35. Met betrekking tot het bezwaar van [reclamanten] dat in strijd met de richtlijnen bij zijn toedeling, als ook de toedeling aan [belanghebbende 3], sprake is van onvoldoende kavelconcentratie oordeelt de rechtbank als volgt. Voor zover dit bezwaar van [reclamanten] is gericht tegen de toedeling van kavel [kavelnummer 1] wijst de rechtbank op hetgeen zij hierboven ten aanzien van kavel [kavelnummer 1] heeft overwogen en beslist.
Voor zover het bezwaar van [reclamanten] is gericht op het geheel aan hem toegedeelde kavels, moet dit bezwaar worden aangemerkt als een nieuw bezwaar, dat te laat is ingediend, waardoor [reclamanten] niet-ontvankelijk is in het bezwaar.
36. In het bezwaar aangaande onvoldoende kavelconcentratie bij de toedeling aan [belanghebbende 3], kan [reclamanten] evenmin worden ontvangen. Immers, in de procedure met betrekking tot de toedeling aan [reclamanten] kunnen niet tevens bezwaren tegen de toedeling aan [belanghebbende 3] aan de orde komen, nu ten behoeve van die bezwaren voor [belanghebbende 3] een zelfstandige mogelijk tot bezwarenbehandeling heeft opengestaan.

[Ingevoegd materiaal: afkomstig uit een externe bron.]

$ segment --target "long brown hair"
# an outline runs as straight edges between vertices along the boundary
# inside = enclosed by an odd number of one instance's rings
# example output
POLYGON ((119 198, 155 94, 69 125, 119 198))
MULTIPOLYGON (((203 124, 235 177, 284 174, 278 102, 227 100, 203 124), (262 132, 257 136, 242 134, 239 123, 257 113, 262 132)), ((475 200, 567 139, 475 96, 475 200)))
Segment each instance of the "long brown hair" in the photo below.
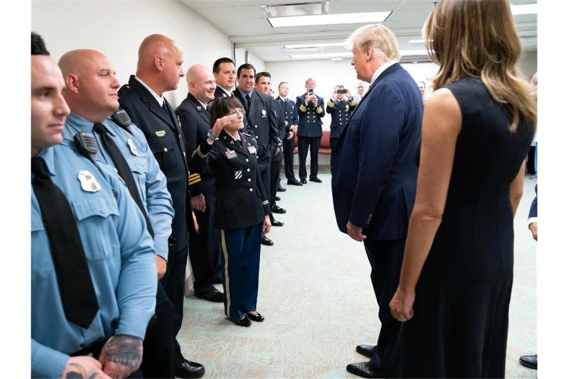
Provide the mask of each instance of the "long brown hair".
POLYGON ((433 89, 467 77, 480 77, 490 94, 531 130, 537 119, 534 89, 518 66, 521 43, 507 0, 442 0, 423 26, 431 59, 440 65, 433 89))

37. [reclamanten] is ten aanzien van het bezwaar tegen de toedeling van kavel [kavelnummer 1] voor zover dit bezwaar is gericht tegen het aansluitend aan die kavel gelegen vervuilde stuk grond en het waterpeil niet-ontvankelijk, en voor zover het bezwaar is gericht tegen de voor de exploitatie minder gunstige vorm en oppervlakte is dit bezwaar ongegrond.
Het bezwaar van [reclamanten] tegen het niet toedelen van het ingebrachte perceel [kavelnummer 4] is ongegrond.
Wat betreft het bezwaar van [reclamanten] tegen het tracé van de waterloop met kavelnummer [kavelnummer 3] wenst de rechtbank nadere inlichtingen als bedoeld in rechtsoverweging 32.
De rechtbank:
- heropent de behandeling van de zaak;
- bepaalt dat partijen zullen verschijnen op de terechtzitting van dinsdag 9 november 2004;
- verzoekt de commissie tijdig haar bevindingen ter fine als bedoeld in rechtsoverweging 32 aan de rechtbank, de reclamant en de belanghebbenden te zenden;
- houdt iedere verdere beslissing aan.
Dit vonnis is gewezen door de rechters mrs. P.H.B. Littooy, voorzitter, S.M. Jongkind-Jonker en E.K. Veldhuijzen van Zanten, leden, en uitgesproken ter openbare terechtzitting van woensdag 15 september 2004 in tegenwoordigheid van de griffier.